Kneeling beside the girl, Cadsuane laid the swallow on the ground beside her, took the girl's head in her hands and lessened the amount of saidar she was putting into the shield. Her abilities with Healing were no more than average, but she could wash away some of the girl's exhaustion at least without falling over herself. She was very conscious of the weakened shield over them, though, and she wasted no time in forming the weaves.

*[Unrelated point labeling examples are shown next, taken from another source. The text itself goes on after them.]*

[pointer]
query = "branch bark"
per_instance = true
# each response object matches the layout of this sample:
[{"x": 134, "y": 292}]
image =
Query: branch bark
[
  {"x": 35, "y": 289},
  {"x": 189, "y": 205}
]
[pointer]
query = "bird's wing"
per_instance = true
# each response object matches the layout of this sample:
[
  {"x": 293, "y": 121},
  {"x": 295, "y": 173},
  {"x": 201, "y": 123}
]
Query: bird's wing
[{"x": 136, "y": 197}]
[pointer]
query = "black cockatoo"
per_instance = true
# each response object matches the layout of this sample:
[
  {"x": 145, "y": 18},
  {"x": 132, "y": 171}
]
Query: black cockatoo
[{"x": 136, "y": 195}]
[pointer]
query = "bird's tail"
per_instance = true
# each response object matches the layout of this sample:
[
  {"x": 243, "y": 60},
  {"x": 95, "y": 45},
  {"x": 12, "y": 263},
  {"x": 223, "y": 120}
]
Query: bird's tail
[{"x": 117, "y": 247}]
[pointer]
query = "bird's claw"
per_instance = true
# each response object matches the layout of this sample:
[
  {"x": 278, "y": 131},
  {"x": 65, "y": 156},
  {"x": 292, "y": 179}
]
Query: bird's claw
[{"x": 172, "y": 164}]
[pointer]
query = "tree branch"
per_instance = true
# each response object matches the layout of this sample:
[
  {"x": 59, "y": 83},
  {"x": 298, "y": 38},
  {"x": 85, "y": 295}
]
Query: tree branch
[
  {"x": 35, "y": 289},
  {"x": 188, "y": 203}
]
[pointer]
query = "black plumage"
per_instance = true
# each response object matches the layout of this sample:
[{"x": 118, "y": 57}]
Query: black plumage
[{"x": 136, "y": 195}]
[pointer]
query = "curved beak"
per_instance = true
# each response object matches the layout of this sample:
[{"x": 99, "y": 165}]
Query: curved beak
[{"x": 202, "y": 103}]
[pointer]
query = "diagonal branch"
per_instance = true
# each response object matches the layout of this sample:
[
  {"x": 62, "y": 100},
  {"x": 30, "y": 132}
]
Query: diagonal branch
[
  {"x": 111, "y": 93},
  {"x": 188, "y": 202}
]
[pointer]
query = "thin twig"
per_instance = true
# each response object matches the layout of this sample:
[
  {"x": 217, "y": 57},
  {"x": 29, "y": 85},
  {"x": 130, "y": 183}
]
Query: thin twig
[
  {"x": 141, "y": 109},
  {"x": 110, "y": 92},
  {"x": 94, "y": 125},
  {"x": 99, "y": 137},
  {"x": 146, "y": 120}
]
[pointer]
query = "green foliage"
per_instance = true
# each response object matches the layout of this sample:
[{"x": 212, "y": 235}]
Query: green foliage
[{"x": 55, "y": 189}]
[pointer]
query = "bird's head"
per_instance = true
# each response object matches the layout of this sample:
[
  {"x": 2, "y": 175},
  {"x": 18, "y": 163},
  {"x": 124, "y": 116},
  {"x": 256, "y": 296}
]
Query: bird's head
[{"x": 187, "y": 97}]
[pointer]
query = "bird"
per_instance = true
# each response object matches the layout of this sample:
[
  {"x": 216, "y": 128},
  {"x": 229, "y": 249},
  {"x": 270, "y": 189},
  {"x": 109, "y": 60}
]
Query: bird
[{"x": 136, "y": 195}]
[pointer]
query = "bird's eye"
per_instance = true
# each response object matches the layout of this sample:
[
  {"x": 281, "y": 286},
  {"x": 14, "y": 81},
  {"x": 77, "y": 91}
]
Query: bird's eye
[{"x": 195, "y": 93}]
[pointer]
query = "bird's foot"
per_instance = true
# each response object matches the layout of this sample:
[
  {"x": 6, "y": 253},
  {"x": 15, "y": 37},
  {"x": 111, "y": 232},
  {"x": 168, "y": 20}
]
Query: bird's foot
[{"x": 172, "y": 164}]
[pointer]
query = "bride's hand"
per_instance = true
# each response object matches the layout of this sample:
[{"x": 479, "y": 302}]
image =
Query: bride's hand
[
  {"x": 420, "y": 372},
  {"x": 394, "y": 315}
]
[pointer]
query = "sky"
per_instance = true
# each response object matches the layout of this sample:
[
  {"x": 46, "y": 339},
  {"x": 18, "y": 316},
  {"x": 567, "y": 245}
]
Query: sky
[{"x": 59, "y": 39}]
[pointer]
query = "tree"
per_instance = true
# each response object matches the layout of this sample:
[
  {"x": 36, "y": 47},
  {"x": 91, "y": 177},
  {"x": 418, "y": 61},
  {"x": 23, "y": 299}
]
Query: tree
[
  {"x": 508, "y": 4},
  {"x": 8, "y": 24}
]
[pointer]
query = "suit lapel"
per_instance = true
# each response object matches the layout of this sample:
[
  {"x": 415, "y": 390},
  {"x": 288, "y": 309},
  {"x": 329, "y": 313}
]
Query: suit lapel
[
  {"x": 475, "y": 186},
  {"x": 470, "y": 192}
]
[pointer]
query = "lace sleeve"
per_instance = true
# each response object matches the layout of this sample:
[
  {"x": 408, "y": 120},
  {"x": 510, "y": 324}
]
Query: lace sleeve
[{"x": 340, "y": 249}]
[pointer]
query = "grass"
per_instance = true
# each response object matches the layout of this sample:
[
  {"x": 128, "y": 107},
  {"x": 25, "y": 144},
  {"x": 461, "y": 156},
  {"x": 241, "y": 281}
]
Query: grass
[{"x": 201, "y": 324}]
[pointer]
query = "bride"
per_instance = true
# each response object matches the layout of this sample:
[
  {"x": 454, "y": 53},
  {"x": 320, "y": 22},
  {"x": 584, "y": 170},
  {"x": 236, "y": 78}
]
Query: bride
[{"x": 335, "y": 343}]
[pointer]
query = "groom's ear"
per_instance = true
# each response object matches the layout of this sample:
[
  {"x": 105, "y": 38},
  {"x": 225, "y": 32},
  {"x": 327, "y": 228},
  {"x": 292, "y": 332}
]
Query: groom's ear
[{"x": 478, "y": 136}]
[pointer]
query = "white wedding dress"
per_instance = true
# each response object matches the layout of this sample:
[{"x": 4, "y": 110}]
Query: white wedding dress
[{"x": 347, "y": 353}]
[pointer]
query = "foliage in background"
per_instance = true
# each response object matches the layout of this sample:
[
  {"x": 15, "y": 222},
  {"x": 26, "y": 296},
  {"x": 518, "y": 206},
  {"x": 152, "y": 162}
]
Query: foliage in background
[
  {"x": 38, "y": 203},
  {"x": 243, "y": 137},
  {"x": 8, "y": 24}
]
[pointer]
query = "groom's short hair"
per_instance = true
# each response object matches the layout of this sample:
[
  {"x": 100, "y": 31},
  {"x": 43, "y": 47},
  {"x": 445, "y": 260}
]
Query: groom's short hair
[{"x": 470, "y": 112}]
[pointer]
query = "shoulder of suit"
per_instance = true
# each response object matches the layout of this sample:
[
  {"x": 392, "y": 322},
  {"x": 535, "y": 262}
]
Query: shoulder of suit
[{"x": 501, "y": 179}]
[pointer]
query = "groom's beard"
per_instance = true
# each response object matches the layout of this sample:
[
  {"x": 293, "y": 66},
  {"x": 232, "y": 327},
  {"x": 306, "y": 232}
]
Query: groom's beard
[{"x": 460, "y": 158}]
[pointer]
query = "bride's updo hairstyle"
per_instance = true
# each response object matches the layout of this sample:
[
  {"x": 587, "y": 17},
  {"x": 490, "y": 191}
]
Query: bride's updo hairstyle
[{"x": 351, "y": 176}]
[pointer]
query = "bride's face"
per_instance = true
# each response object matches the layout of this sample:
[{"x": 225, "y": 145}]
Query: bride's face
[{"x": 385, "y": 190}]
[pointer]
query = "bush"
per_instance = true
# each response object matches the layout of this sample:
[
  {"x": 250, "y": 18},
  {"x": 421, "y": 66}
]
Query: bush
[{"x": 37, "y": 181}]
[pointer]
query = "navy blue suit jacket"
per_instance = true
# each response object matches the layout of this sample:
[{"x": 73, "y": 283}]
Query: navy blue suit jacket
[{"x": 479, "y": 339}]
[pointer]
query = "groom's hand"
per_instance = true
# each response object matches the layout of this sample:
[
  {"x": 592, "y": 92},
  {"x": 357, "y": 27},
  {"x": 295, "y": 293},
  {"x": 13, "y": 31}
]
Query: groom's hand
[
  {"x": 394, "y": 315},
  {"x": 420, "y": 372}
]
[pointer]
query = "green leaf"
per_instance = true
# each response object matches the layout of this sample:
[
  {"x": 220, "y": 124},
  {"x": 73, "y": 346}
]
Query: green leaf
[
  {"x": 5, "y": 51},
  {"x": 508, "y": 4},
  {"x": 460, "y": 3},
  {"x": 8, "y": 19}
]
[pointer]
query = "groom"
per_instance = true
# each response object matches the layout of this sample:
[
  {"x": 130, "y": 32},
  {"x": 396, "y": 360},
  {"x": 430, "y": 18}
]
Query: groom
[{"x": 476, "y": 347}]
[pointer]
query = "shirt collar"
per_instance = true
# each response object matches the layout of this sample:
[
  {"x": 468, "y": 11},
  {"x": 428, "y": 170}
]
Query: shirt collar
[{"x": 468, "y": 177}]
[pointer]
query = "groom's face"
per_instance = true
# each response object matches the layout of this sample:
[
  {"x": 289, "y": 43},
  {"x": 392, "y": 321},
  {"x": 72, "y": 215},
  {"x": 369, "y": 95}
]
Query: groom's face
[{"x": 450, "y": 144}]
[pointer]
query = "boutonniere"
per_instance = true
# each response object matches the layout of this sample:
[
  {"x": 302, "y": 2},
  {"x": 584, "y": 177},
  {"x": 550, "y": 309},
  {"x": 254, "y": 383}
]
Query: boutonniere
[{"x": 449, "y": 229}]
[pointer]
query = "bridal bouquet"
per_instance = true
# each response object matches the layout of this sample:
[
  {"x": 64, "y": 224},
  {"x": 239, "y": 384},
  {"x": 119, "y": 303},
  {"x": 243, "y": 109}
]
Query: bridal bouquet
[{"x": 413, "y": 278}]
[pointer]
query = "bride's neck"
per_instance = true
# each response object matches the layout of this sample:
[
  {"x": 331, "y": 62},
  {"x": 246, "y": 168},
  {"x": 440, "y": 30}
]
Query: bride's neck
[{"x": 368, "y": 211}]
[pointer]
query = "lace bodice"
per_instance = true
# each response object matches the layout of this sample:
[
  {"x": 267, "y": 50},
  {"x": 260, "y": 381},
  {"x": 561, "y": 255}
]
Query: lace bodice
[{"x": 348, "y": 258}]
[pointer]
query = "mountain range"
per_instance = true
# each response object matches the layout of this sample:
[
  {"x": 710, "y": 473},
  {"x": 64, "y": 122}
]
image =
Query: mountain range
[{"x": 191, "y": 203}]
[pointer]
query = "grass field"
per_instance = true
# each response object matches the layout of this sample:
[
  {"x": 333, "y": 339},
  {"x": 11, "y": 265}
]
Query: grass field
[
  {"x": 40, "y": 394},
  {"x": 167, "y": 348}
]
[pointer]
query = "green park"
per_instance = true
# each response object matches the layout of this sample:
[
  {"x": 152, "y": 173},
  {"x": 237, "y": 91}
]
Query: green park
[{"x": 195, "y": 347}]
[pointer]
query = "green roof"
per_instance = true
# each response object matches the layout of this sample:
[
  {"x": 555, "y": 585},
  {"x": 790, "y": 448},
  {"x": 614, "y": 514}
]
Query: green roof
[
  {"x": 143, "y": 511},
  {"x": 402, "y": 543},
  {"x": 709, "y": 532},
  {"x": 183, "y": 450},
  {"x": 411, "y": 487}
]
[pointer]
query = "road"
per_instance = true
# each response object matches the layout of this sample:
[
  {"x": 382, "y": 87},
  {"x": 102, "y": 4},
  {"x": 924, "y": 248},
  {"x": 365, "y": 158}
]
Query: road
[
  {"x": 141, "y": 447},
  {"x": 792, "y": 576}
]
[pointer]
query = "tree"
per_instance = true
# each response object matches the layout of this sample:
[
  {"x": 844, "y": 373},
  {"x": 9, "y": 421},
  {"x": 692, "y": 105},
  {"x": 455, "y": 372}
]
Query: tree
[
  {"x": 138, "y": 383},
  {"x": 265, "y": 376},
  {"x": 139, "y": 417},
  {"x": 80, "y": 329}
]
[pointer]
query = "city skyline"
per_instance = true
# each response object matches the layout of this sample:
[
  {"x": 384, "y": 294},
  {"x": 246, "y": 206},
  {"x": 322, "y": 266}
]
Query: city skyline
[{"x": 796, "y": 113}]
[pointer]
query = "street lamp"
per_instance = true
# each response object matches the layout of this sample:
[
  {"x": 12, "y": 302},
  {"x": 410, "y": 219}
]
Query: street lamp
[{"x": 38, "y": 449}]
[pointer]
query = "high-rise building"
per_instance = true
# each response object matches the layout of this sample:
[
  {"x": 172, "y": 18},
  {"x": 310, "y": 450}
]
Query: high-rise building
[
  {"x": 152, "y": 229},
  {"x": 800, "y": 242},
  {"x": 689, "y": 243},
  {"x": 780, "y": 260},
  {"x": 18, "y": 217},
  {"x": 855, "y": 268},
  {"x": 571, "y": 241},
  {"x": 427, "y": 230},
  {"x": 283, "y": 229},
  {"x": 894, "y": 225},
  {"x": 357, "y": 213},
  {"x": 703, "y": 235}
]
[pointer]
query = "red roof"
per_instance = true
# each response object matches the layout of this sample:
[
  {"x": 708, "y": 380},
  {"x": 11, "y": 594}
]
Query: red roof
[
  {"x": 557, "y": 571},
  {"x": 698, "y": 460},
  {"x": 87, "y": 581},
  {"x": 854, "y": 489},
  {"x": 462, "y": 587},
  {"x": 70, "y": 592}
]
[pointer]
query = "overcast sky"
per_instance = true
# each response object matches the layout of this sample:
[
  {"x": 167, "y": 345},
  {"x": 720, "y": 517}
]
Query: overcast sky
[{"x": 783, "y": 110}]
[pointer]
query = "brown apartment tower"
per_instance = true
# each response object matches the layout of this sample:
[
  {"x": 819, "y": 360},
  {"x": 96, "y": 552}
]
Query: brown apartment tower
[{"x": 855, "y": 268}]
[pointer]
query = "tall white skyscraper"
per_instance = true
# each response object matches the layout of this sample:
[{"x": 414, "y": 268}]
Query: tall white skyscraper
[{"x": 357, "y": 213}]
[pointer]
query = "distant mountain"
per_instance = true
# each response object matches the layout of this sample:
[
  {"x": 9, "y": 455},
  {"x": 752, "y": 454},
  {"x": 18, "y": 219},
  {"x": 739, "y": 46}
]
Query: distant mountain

Scrambling to the top of the hill, Osan'gar dropped to the ground on his belly and smiled as he crabbed sideways to shelter behind a tree. From here, with saidin in him, he could see the next crest clearly, and the people on it. Not as many as he had expected. One woman was making a slow circuit around the crest, peering into the trees, but everyone else was still, Narishma sitting with Callandor glowing in his hands and a woman's head on his knee. There were two other women that Osan'gar could see, one kneeling over the other, but they were obscured by a man's back. He did not need to see the man's face to know al'Thor. The key lying on the ground at his side named him. To Osan'gar's eyes, it shone brightly. In his head, it overwhelmed the sun, a thousand suns. What he could do with that! A pity it had to be destroyed along with al'Thor. But still, he could take Callandor after al'Thor was dead. No one else among the Chosen possessed so much as an angreal. Even Moridin would quail before him once he had that crystal sword. Nae'blis? Osan'gar would be named Nae'blis after he destroyed al'Thor and undid all that he had done here. Laughing softly, he wove balefire. Who would ever have thought that he would turn out to be the hero of the day?

Walking slowly, studying the forested hills around them, Elza suddenly stopped as a nicker of movement caught the corner of her eye. She turned her head slowly, and not as far as the hill where she had seen that flash. The day had been very difficult for her. In her captivity among the Aiel tents at Cairhien it had come to her that it was paramount for the Dragon Reborn to reach the Last Battle. It had suddenly become so blindingly obvious that it astounded her she had not seen it before. Now it was clear to her, as clear as saidar made the face of the man trying to hide on that hill while peeking around a tree trunk. Today, she had been forced to fight the Chosen. Surely the Great Lord would understand if she had actually killed any of them, but Corlan Dashiva was only one of those Asha'man. Dashiva raised his hand toward the hill where she stood, and she drew as hard as she could on Callandor in Jahar's hands. Saidin seemed well suited to destruction, to her. A huge ball of coruscating fire surrounded the other hilltop, red and gold and blue. When it was gone, that other hill ended in a smooth surface fifty feet lower than the old crest.

Moghedien was not sure why she had remained this long. There could not be more than two hours of daylight left, and the forest was quiet. Except for the key, she could not feel saidar being channeled anywhere. That was not to say that someone was not using small amounts somewhere, but nothing like the fury that had raged earlier. The battle was over, the other Chosen dead or flying in defeat. Plainly defeat, since the key still blazed in her head. Amazing that the Choedan Kal had survived continuous use for this long, at this level.

Lying on her belly atop her high vantage point with her chin in her hands, she was watching the great dome. Black no longer seemed to describe it. There was no term for it, now, but black was a pale color by comparison. It was half a ball, now, rearing like a mountain two miles or more into the sky. A thick layer of shadow lay around it, as though it were sucking the last light out of the air. She could not understand why she was not afraid. That thing might grow until it enveloped the entire world, or perhaps shatter the world, as Aran'gar had said it might. But if that happened, there was no safe place, no shadows for the Spider to hide in.